Volleyball has always been an outlet of escape and source of support for Andersen, but there were times when she doubted if she could keep playing the sport that would remind her so much of her mother. In the end, she realized that’s why she needed to keep playing.
That, and the love and encouragement she received from her teammates, who in turn are encouraged and inspired by her positive attitude.
Of course, Baylie’s fellow Titans aren’t the only ones who admire her. She also was crowned West’s Homecoming Queen last week, a nod to her widely beloved status.
“She has just helped me be a better person,” West senior setter Santana Lewis said. “That’s what helps me get through stuff. I’m just like, ‘OK, this girl has been through this much stuff, and if she can get through it, I can get through it, too.’”
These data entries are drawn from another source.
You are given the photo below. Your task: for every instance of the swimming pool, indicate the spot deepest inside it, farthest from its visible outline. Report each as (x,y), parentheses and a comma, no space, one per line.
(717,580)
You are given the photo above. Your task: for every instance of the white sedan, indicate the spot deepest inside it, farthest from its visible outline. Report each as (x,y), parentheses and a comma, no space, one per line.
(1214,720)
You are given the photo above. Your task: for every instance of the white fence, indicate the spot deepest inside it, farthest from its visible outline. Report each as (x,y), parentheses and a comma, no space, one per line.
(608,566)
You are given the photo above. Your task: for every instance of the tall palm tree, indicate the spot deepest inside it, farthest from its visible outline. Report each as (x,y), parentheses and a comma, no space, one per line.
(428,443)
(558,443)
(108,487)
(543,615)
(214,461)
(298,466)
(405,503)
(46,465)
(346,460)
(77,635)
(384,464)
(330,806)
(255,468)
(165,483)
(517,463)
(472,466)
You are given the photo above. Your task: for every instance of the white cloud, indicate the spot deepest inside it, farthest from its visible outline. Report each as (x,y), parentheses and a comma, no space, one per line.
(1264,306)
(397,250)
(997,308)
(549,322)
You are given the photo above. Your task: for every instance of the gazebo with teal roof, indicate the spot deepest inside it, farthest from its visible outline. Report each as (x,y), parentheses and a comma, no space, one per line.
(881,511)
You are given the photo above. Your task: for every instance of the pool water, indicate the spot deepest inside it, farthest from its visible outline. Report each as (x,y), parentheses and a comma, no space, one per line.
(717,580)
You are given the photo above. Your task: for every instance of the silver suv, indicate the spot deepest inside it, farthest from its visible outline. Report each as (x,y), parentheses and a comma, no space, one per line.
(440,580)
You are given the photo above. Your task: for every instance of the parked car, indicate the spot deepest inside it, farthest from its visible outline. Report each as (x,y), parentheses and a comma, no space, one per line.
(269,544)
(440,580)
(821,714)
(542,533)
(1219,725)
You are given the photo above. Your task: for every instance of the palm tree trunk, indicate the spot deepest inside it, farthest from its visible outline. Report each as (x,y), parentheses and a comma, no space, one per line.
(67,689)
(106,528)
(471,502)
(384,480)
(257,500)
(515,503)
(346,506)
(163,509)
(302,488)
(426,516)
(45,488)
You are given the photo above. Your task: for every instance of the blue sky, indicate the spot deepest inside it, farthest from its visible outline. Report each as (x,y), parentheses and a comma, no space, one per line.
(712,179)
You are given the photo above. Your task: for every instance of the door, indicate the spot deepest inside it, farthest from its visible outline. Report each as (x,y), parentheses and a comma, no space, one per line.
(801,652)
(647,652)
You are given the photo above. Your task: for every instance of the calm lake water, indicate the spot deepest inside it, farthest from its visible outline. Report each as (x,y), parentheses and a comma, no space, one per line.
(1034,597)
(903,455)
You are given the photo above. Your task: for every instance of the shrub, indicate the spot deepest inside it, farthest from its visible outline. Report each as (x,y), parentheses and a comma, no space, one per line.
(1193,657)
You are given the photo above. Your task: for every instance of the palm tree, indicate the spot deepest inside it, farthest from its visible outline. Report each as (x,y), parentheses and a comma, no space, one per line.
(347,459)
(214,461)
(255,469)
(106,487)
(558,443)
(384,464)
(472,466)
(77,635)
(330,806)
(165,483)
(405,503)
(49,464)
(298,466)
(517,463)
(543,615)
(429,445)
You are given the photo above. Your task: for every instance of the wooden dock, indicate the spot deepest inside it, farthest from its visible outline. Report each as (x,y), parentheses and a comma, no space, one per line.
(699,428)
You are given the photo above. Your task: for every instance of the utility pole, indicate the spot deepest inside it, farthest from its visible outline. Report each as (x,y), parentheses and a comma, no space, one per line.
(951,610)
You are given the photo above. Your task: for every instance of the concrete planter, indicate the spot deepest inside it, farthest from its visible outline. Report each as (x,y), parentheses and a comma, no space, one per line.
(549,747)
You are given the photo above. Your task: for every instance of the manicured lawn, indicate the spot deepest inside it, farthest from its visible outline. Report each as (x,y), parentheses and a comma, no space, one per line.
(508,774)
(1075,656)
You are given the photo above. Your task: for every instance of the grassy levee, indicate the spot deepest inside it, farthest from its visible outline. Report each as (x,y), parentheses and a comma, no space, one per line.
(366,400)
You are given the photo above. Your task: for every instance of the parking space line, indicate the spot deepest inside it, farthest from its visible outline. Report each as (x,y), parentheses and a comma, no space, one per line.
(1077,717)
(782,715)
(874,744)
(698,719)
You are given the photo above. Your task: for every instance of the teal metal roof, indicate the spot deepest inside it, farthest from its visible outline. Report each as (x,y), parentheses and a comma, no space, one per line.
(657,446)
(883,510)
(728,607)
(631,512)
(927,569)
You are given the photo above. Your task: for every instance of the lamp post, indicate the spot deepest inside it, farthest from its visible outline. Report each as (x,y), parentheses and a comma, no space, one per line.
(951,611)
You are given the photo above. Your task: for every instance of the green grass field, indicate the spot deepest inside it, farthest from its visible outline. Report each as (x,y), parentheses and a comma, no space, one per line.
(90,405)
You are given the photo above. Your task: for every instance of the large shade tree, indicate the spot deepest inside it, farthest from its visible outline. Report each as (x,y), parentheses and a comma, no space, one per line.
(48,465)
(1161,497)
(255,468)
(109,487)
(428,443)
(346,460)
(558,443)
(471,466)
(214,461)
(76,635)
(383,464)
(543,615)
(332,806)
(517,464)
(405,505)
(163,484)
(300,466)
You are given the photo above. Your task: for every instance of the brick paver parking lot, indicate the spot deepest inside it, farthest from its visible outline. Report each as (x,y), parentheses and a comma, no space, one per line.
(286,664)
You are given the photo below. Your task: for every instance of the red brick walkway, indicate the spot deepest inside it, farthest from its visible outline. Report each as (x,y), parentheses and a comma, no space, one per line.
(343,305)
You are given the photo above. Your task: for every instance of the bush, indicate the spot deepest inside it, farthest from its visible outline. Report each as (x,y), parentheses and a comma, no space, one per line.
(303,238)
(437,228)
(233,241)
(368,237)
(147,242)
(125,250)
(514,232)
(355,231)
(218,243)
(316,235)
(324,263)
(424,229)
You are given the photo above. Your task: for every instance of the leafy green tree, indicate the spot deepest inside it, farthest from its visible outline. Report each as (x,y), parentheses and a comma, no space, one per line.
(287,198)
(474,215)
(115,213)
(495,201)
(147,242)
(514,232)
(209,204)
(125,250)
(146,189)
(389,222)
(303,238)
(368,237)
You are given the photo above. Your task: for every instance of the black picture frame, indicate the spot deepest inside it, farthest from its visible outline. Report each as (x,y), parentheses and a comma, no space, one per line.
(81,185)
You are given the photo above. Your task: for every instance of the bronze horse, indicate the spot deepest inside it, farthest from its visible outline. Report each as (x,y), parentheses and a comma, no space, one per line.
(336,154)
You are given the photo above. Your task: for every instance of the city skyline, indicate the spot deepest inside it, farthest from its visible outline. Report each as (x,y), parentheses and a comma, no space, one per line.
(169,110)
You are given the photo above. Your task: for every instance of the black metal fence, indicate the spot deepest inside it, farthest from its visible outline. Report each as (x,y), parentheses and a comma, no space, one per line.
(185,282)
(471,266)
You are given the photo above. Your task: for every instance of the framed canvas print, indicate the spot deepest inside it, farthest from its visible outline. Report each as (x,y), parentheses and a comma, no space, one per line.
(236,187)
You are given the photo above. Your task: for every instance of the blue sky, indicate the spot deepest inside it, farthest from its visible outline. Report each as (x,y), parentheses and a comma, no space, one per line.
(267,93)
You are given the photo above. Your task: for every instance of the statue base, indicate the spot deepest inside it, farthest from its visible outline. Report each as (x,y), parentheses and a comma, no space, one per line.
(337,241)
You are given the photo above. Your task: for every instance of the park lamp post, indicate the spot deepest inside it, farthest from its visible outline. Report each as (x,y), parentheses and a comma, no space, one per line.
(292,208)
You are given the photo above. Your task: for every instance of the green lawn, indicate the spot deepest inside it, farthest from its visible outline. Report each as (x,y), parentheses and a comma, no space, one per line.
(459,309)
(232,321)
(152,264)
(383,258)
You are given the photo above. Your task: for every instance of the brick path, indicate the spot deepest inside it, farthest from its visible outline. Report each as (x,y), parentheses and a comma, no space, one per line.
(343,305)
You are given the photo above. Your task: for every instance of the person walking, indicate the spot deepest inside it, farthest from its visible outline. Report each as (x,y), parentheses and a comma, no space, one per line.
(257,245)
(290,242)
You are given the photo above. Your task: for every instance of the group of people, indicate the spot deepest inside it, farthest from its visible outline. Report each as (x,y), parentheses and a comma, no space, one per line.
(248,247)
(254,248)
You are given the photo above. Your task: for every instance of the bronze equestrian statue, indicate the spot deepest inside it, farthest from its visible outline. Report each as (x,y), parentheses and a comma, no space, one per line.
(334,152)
After the ceremony, Baylie sang the national anthem then channeled all her emotions into the match against Lee’s Summit North.
She was a force at the front of the net with several point-scoring blocks and also served back-to-back aces at one point during the Titans’ 25-10, 24-26, 25-15 victory.
That was the last of four matches on a night that also included a silent auction and a raffle.
Organizers expect this year’s Dig for the Cure event to raise more than $20,000, which will go to three organizations — the Center for Hope and Healing, an organization focused on helping individuals with illness and their families; Bags of Fun Kansas City, which provides toys to children with cancer and other long-term illnesses; and the Children’s Mercy Hospital Facility Dog Program/Canine Assistants, a therapy dog organization.
“I’m happy that we pulled off the win and glad we were able to have this night where we could join together as a community,” Baylie said. “Because that’s really what the important part was — joining together for a common cause to fight cancer.”